Hakenkreuz am Fenster

Folgendes Ereignis trug sich an einem verregneten Dezembernachmittag zu. Die Wolken schienen, wie so oft in diesem Jahr, über dem Freiburger Tal ein geheimes Treffen abzuhalten, das bereits Tage ging und auch die Stimmung in der Stadt merklich drückte. Ich fuhr mit dem Auto in die Stadt, hörte dabei laut Musik und grölte leidenschaftlich mit. Da fiel mein Blick aufs rechte Beifahrerfenster. Ein Hakenkreuz. Jemand hat in den Dreck meiner rechten Fensterscheibe (was in diesem Kontext auf witzige Weise ironisch sein könnte) ein Hakenkreuz geschmiert.
Wer schon einmal an einem Samstagnachmittag mit dem Auto oder Rad auf der Habsburger Straße unterwegs war, wird folgendes verstehen: Du. Kannst. Nicht. Anhalten. Vor dir Autos, links und rechts Fahrradfahrer, überall Passanten – in der zweiten Reihe zu stehen ist also keine Option. Mit einem Hakenkreuz durch die Gegend zu fahren ist wiederum auch keine Option. Eine schnelle Lösung schien nur die Fahrt bei offenem Fenster zu sein. Gesagt, getan. Während mir also der eisige Wind um die Nase pfiff, kam ich ins Grübeln. Ich wohne am nördlichen Stadtrand, ziemlich ruhig (manche würden sagen langweilig) und das einzig politische in meiner Straße ist wohl die Begrünung des Nachbargartens. Wer könnte das also gewesen sein?
Die Stimmung in Deutschland und auch in Freiburg ist angespannt. Eindrucksvoll lässt sich das bei den samstäglichen Corona-Demos beobachten. Noch im November hefteten sich Personen aus den Reihen der „Querdenker“ gelbe Sterne mit der Aufschrift „ungeimpft“ an und bezeichneten sich als „Juden von heute“ – andere verglichen die „Verordnung zum Schutz von Volk und Staat“ von 1933 mit dem „Bevölkerungsschutzgesetz“, das 2020 aufgrund der epidemischen Lage erstmals in Kraft trat.

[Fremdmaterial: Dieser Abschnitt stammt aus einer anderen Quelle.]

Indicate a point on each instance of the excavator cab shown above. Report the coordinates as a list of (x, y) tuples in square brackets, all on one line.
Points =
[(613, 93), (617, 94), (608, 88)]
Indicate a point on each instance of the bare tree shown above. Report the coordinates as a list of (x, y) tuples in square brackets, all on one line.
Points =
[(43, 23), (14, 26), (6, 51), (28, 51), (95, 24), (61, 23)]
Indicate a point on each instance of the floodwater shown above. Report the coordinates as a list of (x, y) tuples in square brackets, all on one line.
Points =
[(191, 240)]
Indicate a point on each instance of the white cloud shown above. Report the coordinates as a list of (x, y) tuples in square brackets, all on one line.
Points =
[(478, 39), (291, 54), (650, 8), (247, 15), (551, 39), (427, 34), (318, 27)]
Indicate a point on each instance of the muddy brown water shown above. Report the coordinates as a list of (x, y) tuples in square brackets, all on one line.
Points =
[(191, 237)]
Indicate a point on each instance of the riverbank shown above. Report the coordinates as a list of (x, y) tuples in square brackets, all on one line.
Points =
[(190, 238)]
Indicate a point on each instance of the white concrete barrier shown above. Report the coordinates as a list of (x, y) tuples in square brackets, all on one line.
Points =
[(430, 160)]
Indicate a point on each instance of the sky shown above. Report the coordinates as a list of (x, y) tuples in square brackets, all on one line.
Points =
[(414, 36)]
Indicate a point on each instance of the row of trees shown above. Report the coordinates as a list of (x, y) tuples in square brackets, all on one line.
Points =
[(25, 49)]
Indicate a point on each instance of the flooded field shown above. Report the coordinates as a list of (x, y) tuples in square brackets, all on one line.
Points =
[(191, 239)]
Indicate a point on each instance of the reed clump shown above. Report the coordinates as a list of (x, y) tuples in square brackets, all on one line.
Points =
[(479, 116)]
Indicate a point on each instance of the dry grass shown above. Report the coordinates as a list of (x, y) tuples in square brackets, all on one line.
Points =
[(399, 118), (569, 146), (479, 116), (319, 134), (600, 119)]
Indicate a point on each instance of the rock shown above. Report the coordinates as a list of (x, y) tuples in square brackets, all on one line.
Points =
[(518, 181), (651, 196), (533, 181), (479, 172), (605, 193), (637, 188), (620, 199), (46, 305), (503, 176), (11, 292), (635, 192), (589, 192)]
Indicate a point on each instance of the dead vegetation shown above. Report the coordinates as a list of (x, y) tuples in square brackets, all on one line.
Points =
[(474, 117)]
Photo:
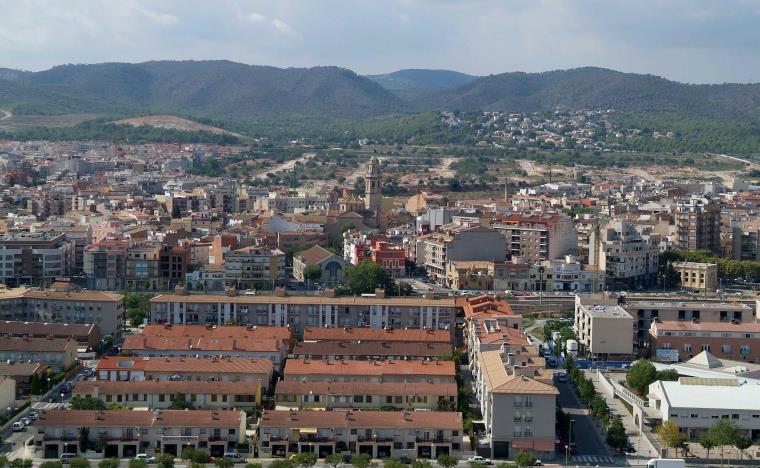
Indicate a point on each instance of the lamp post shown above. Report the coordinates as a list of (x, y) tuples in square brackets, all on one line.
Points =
[(569, 441), (541, 271)]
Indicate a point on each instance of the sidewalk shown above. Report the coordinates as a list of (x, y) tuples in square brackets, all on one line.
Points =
[(643, 451)]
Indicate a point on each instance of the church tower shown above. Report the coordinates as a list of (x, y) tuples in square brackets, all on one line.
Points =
[(372, 190)]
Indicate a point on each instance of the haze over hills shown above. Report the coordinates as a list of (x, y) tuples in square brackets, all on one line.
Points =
[(234, 91), (421, 78)]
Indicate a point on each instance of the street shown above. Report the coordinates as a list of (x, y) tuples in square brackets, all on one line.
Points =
[(591, 447)]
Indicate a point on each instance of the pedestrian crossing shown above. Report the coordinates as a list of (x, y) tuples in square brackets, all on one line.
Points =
[(593, 459), (41, 405)]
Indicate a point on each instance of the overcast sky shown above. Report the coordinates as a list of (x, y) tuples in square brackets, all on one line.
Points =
[(692, 41)]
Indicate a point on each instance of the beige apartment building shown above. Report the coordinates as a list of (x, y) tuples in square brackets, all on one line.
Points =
[(700, 276), (379, 434), (159, 394), (128, 433), (603, 329), (300, 312)]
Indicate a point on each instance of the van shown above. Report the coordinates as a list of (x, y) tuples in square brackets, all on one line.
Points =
[(67, 457)]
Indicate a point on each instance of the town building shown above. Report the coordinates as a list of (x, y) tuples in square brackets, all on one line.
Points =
[(124, 368), (300, 312), (57, 353), (628, 258), (409, 371), (35, 259), (537, 237), (602, 329), (332, 266), (159, 394), (85, 334), (127, 433), (379, 434), (682, 340), (253, 342), (695, 403), (365, 395), (255, 268), (699, 276)]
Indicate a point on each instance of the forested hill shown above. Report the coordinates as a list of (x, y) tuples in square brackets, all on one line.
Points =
[(233, 91)]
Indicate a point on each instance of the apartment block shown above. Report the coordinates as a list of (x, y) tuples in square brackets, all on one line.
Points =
[(603, 329), (253, 342), (128, 433), (365, 395), (307, 370), (725, 340), (159, 394), (379, 434), (300, 312), (537, 237), (123, 368)]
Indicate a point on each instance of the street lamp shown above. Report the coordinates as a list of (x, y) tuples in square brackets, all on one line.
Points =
[(569, 440), (541, 271)]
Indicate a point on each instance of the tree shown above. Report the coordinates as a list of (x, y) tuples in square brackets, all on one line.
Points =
[(366, 277), (742, 443), (708, 443), (224, 462), (281, 464), (724, 433), (87, 403), (447, 461), (35, 387), (671, 435), (137, 464), (305, 459), (334, 459), (165, 460), (51, 464), (641, 374), (79, 463), (525, 458), (312, 273), (361, 460), (109, 463), (616, 436)]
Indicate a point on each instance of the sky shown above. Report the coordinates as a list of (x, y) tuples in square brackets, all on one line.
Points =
[(697, 41)]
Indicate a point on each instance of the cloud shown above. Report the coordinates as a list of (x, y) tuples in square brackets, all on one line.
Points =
[(285, 28)]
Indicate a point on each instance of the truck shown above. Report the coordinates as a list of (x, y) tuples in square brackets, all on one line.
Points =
[(666, 463)]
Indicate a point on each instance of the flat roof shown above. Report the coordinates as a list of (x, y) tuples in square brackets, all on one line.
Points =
[(605, 311)]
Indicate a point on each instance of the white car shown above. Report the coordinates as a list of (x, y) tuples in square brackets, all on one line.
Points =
[(145, 457)]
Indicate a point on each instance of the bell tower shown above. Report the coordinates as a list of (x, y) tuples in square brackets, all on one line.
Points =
[(372, 191)]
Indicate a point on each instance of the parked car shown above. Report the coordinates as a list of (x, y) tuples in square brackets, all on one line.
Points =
[(234, 456)]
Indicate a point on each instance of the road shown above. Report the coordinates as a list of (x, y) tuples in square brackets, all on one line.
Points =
[(286, 166), (591, 448)]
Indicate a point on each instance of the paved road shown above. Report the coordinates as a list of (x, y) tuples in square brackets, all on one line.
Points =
[(585, 435)]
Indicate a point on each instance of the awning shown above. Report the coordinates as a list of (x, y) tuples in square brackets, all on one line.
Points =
[(542, 445)]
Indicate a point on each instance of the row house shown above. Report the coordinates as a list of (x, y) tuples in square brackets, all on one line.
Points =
[(365, 395), (159, 394), (378, 434), (124, 434), (300, 312), (124, 368), (370, 371)]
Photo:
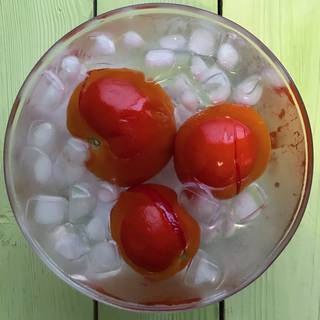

Doch beim Kampf um kulturelle Hegemonie eigneten sich sogenannte „Querdenker“ und rechte Gruppierungen während der letzten Demos zunehmend linke Symbole an. Slogans wie „Nein zur Impfapartheid / Nie wieder Faschismus“ oder Che Guevara-Shirts und Regenbogenfahnen neben Impfspritzen. Zuletzt ertönte „Die Internationale“ über einen Lautsprecher der „Querdenker“-Demo in Hamburg. Von „rechten Diskurspiraterien“ (Unrast Verlag, 2010) schreiben Regina Wamper, Helmut Kellershohn und Martin Dietzsch. Die „Neuen Rechten“ hätten sich in den vergangenen Jahren die Ästhetik und Sprache politischer Gegenspieler angeeignet und so die Mitte der Gesellschaft erreicht. Das Ergebnis: Die AfD hält 83 Sitze im Bundestag und ist in zwei Bundesländern stärkste Kraft; Behörden verzeichnen zunehmende Fremdenfeindlichkeit sowie Antisemitismus und die Hemmschwelle zur Nutzung von Symbolen aus der NS-Zeit sinkt – zuletzt gesehen an meinem Auto.
Nachdem ich dieses endlich parken und das Hakenkreuz vom Fenster wischen konnte, fielen mir beim Verlassen der Parkgarage Sticker an den grauen Wänden auf. „Impfstoff? Nein Danke“ im Stil von „Atomkraft? Nein danke“. Schnell griff ich in meine Tasche, fischte einen Sticker hervor und überklebte das Ungetüm. „Support Your Local Pussy“ steht da jetzt. Ich denke mir: Wenn all die Menschen, die sich in ihrer Freiheit durch einen Impfstoff gefährdet sehen, genauso enthusiastisch gegen Sexismus und Rassismus kämpften (wodurch Betroffenen übrigens wirklich die Freiheit genommen wird) hätten wir ein schöneres Deutschland.